Ahí se pretende reformar y dejar claro que la tierra sí puede ser un bien de renta. Se habla de generar empleo, por lo tanto habrá patrones. Se habla de incentivos, es decir, lo que vienen haciendo todos los gobiernos: eximir el pago de impuestos o el otorgamiento de créditos a tasas subsidiadas. Con lo cual la ley N.º 263 original, que en uno de sus artículos dice que "no podrán concederse a ningún título tierras rurales fiscales… a las sociedades anónimas, o de cualquier otra naturaleza, cuando persigan fines de lucro" (artículo 5º), sigue siendo letra muerta.
Y también lo establecido acerca de que "los adjudicatarios de tierras en venta tendrán que… realizar una explotación por cuenta propia y residir en el predio" (artículo 7º). Un chiste. Porque apenas sancionada la ley original, se modificó este criterio para los titulares de "explotaciones ganaderas", es decir, se habilitó que los patrones de las estancias neuquinas residan en el exterior o en los barrios cerrados de las grandes metrópolis. Los que residen en la tierra son los peones y sus familias, muchas veces en condiciones precarias y trabajando sin derechos laborales.

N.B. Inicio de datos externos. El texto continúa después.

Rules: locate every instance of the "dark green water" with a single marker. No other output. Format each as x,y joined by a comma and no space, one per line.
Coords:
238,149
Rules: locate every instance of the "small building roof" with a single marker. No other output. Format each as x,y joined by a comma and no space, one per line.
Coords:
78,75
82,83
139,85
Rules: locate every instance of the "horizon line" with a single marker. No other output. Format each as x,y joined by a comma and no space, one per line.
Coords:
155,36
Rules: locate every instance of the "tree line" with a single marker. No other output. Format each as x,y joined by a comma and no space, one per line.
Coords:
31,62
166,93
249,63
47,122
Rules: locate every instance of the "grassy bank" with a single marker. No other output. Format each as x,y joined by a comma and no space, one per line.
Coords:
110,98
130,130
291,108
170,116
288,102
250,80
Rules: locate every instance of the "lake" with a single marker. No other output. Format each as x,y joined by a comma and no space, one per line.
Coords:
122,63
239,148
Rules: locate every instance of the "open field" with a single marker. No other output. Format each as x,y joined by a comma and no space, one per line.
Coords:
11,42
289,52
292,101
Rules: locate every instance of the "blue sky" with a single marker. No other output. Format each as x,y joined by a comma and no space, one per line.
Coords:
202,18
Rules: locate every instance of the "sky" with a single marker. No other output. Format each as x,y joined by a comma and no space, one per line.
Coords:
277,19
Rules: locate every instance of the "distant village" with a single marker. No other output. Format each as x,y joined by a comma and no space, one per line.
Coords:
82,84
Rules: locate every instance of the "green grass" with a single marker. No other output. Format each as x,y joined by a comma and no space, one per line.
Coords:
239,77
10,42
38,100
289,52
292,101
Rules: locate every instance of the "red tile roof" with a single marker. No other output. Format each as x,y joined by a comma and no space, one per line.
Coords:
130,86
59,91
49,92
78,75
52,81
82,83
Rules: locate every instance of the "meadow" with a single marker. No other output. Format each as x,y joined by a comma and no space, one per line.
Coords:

O sea, el proyecto del gobernador de "La Neuquinidad" es un proyecto de nuevas prebendas a los grandes empresarios que detentan la tierra de Neuquén, incluidas las fiscales.
Nuestro compañero César Parra, que acaba de asumir como diputado, se ha expresado en los medios denunciando esta demagogia oficial y dará una lucha política para desenmascarar a las instituciones del Estado como cómplices de la entrega vil de la tierra a los grandes capitalistas, sean extranjeros o nacionales.